I think 27" (or maybe bigger) definitely does return, priced much higher than traditionally and thus perhaps loses its traditional broad appeal to shifts to 24", Mac mini plus SOME monitor or even some "last straw" switches to PCs out of price hike frustrations. The absolute fans will pay ANY price but there's simply not enough of that group to let Apple freely hike prices to any level.

At a higher price has some problems. If there is lots of overlap between the Mac Studio and "half sized Mac Pro" there may not be much room in that smaller user segment for a third system.

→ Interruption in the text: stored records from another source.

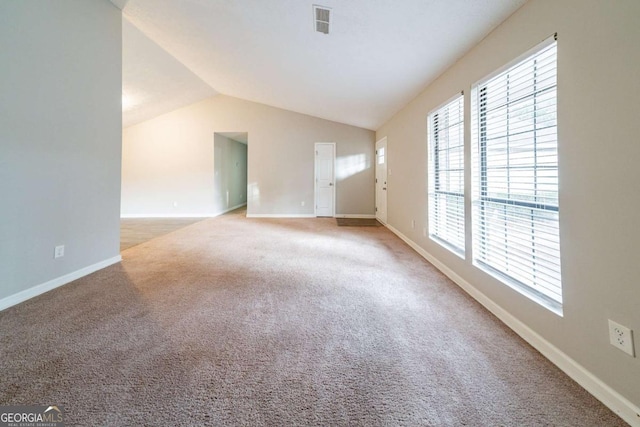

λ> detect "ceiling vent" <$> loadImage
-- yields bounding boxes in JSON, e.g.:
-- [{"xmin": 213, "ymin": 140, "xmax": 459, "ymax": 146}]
[{"xmin": 313, "ymin": 4, "xmax": 331, "ymax": 34}]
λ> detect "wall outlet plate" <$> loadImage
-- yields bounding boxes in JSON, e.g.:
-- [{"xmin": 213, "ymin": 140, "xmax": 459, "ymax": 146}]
[{"xmin": 609, "ymin": 319, "xmax": 635, "ymax": 357}]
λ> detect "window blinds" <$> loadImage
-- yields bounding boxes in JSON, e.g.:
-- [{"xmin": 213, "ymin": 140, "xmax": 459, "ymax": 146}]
[
  {"xmin": 427, "ymin": 95, "xmax": 465, "ymax": 255},
  {"xmin": 472, "ymin": 39, "xmax": 562, "ymax": 307}
]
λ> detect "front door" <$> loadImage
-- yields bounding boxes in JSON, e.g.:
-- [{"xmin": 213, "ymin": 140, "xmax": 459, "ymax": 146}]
[
  {"xmin": 376, "ymin": 137, "xmax": 389, "ymax": 224},
  {"xmin": 315, "ymin": 142, "xmax": 336, "ymax": 217}
]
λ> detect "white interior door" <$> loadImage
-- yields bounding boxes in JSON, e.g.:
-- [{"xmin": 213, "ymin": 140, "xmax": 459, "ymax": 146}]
[
  {"xmin": 376, "ymin": 137, "xmax": 389, "ymax": 224},
  {"xmin": 315, "ymin": 142, "xmax": 336, "ymax": 217}
]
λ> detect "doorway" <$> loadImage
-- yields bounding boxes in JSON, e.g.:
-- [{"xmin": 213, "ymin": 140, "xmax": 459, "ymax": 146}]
[
  {"xmin": 213, "ymin": 132, "xmax": 248, "ymax": 215},
  {"xmin": 376, "ymin": 136, "xmax": 389, "ymax": 224},
  {"xmin": 315, "ymin": 142, "xmax": 336, "ymax": 217}
]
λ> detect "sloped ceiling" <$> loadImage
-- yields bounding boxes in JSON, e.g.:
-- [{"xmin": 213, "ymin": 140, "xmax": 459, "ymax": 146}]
[
  {"xmin": 123, "ymin": 0, "xmax": 526, "ymax": 130},
  {"xmin": 122, "ymin": 18, "xmax": 217, "ymax": 127}
]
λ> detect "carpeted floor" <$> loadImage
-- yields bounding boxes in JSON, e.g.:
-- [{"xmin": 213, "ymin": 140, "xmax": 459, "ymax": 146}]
[
  {"xmin": 120, "ymin": 218, "xmax": 204, "ymax": 251},
  {"xmin": 0, "ymin": 215, "xmax": 624, "ymax": 426},
  {"xmin": 336, "ymin": 218, "xmax": 382, "ymax": 227}
]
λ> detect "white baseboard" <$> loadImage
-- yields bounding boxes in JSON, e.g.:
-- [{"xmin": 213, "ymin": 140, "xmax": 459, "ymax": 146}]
[
  {"xmin": 386, "ymin": 224, "xmax": 640, "ymax": 427},
  {"xmin": 247, "ymin": 214, "xmax": 316, "ymax": 218},
  {"xmin": 336, "ymin": 214, "xmax": 376, "ymax": 219},
  {"xmin": 120, "ymin": 203, "xmax": 247, "ymax": 218},
  {"xmin": 0, "ymin": 255, "xmax": 122, "ymax": 311}
]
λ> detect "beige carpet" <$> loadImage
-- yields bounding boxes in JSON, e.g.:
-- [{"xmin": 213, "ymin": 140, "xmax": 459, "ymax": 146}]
[
  {"xmin": 336, "ymin": 218, "xmax": 382, "ymax": 227},
  {"xmin": 0, "ymin": 215, "xmax": 624, "ymax": 426},
  {"xmin": 120, "ymin": 218, "xmax": 204, "ymax": 251}
]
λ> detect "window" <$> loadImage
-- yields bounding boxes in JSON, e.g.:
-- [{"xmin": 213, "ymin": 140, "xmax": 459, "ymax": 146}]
[
  {"xmin": 427, "ymin": 95, "xmax": 465, "ymax": 255},
  {"xmin": 472, "ymin": 38, "xmax": 562, "ymax": 312}
]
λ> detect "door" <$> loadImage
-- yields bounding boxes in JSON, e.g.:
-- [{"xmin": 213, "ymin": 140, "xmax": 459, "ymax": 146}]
[
  {"xmin": 376, "ymin": 136, "xmax": 389, "ymax": 224},
  {"xmin": 315, "ymin": 142, "xmax": 336, "ymax": 217}
]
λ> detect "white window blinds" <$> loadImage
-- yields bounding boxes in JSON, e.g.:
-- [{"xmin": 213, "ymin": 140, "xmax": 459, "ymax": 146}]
[
  {"xmin": 427, "ymin": 95, "xmax": 465, "ymax": 255},
  {"xmin": 472, "ymin": 38, "xmax": 562, "ymax": 308}
]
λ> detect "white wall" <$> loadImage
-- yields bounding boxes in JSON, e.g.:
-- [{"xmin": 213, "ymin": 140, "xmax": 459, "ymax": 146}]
[
  {"xmin": 213, "ymin": 133, "xmax": 247, "ymax": 212},
  {"xmin": 0, "ymin": 0, "xmax": 122, "ymax": 309},
  {"xmin": 122, "ymin": 95, "xmax": 375, "ymax": 216},
  {"xmin": 377, "ymin": 0, "xmax": 640, "ymax": 422}
]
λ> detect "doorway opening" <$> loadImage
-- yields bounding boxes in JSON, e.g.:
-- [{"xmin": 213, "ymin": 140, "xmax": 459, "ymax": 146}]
[
  {"xmin": 212, "ymin": 132, "xmax": 249, "ymax": 215},
  {"xmin": 376, "ymin": 136, "xmax": 389, "ymax": 224},
  {"xmin": 315, "ymin": 142, "xmax": 336, "ymax": 217}
]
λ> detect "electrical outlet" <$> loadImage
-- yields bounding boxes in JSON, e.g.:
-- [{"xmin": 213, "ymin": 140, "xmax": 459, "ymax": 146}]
[
  {"xmin": 609, "ymin": 319, "xmax": 635, "ymax": 357},
  {"xmin": 53, "ymin": 245, "xmax": 64, "ymax": 259}
]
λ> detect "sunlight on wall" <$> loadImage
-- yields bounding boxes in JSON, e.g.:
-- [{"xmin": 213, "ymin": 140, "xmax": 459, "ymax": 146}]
[{"xmin": 336, "ymin": 154, "xmax": 371, "ymax": 180}]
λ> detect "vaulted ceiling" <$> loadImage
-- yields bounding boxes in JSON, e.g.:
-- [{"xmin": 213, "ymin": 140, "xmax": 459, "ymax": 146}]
[{"xmin": 117, "ymin": 0, "xmax": 526, "ymax": 130}]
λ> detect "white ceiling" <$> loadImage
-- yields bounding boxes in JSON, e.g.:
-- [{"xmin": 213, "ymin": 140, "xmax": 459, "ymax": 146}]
[
  {"xmin": 122, "ymin": 19, "xmax": 217, "ymax": 127},
  {"xmin": 116, "ymin": 0, "xmax": 526, "ymax": 130}
]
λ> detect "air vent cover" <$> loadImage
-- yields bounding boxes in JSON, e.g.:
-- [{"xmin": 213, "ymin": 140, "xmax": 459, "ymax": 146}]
[{"xmin": 313, "ymin": 4, "xmax": 331, "ymax": 34}]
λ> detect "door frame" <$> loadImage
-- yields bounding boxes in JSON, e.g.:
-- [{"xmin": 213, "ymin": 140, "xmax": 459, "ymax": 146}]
[
  {"xmin": 313, "ymin": 142, "xmax": 337, "ymax": 218},
  {"xmin": 373, "ymin": 136, "xmax": 389, "ymax": 225}
]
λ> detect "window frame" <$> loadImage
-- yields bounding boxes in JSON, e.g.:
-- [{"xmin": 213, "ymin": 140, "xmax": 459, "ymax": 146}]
[
  {"xmin": 470, "ymin": 35, "xmax": 562, "ymax": 316},
  {"xmin": 427, "ymin": 91, "xmax": 467, "ymax": 259}
]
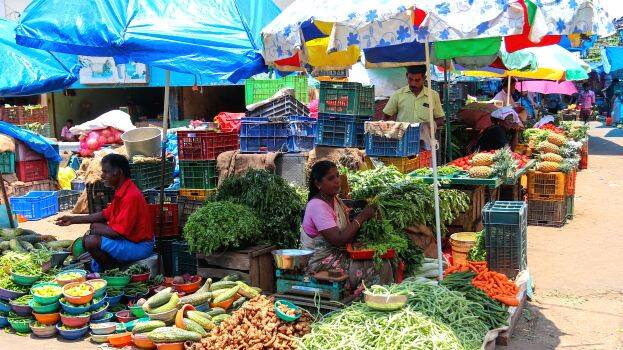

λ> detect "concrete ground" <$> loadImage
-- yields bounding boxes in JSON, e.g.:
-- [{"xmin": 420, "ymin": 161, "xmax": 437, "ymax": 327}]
[{"xmin": 0, "ymin": 123, "xmax": 623, "ymax": 350}]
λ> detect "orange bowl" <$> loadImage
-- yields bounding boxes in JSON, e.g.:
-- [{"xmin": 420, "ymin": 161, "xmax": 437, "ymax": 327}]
[
  {"xmin": 32, "ymin": 312, "xmax": 61, "ymax": 326},
  {"xmin": 63, "ymin": 282, "xmax": 95, "ymax": 305},
  {"xmin": 108, "ymin": 332, "xmax": 132, "ymax": 347},
  {"xmin": 132, "ymin": 334, "xmax": 156, "ymax": 350}
]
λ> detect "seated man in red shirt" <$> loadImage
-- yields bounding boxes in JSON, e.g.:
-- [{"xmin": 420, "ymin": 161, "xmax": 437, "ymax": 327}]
[{"xmin": 56, "ymin": 154, "xmax": 154, "ymax": 272}]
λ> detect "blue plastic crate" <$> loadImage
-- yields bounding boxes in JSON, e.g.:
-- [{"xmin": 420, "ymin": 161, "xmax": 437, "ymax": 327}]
[
  {"xmin": 316, "ymin": 113, "xmax": 370, "ymax": 148},
  {"xmin": 365, "ymin": 124, "xmax": 420, "ymax": 157},
  {"xmin": 9, "ymin": 191, "xmax": 58, "ymax": 220}
]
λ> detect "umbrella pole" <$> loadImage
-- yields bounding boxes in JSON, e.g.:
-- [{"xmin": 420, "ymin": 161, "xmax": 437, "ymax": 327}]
[
  {"xmin": 424, "ymin": 41, "xmax": 443, "ymax": 281},
  {"xmin": 156, "ymin": 70, "xmax": 171, "ymax": 273}
]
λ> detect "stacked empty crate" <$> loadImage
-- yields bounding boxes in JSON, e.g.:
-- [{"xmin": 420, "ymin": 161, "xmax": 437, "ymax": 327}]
[
  {"xmin": 527, "ymin": 170, "xmax": 576, "ymax": 227},
  {"xmin": 316, "ymin": 82, "xmax": 375, "ymax": 148}
]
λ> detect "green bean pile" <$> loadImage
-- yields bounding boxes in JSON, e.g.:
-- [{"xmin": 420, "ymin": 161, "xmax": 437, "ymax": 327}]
[{"xmin": 300, "ymin": 303, "xmax": 463, "ymax": 350}]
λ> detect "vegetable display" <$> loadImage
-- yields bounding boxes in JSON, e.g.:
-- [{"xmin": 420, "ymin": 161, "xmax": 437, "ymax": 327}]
[
  {"xmin": 184, "ymin": 201, "xmax": 262, "ymax": 255},
  {"xmin": 210, "ymin": 169, "xmax": 305, "ymax": 247}
]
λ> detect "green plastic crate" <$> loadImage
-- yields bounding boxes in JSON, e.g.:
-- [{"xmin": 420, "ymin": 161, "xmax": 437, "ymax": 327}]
[
  {"xmin": 180, "ymin": 160, "xmax": 218, "ymax": 190},
  {"xmin": 244, "ymin": 75, "xmax": 309, "ymax": 105},
  {"xmin": 0, "ymin": 152, "xmax": 15, "ymax": 174},
  {"xmin": 130, "ymin": 157, "xmax": 175, "ymax": 191}
]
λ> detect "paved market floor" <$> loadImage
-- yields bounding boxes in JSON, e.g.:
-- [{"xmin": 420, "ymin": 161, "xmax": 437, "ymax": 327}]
[{"xmin": 0, "ymin": 123, "xmax": 623, "ymax": 350}]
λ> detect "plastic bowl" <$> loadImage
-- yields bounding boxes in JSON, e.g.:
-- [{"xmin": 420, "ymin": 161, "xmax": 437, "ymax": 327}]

If the screen was 'better' (and more rare resolution ) than the Studio Display that would probably help. However, there are probably more of the hyper modular folks at the higher end of the spectrum. As long as Apple picks an "odd ball" resolution that few, if any, monitor makes use going to lower unit volume is a problem (unless sharing with some other Apple product driving that panel sales volume. .
 
I doubt it. iMacs are still really popular with educational institutions, particularly in public school computer labs, where they do look neat and stylish when lined up together. Even in colleges, as when configured with 16 GB of RAM the M1 iMacs can also make very good graphic-design and video editing machines.
MacLab-featured-768x430.png

Keep in mind I work for an electronics recycling/reselling company, where we get LOTS of iMacs from schools. And lately they've been sending us their slim unibody iMacs, as these are presumably from school districts upgrading to the M1 iMacs.
Wow - kids slinging bags around; the power cables: how many of those iMacs get toppled to the floor on a regular basis?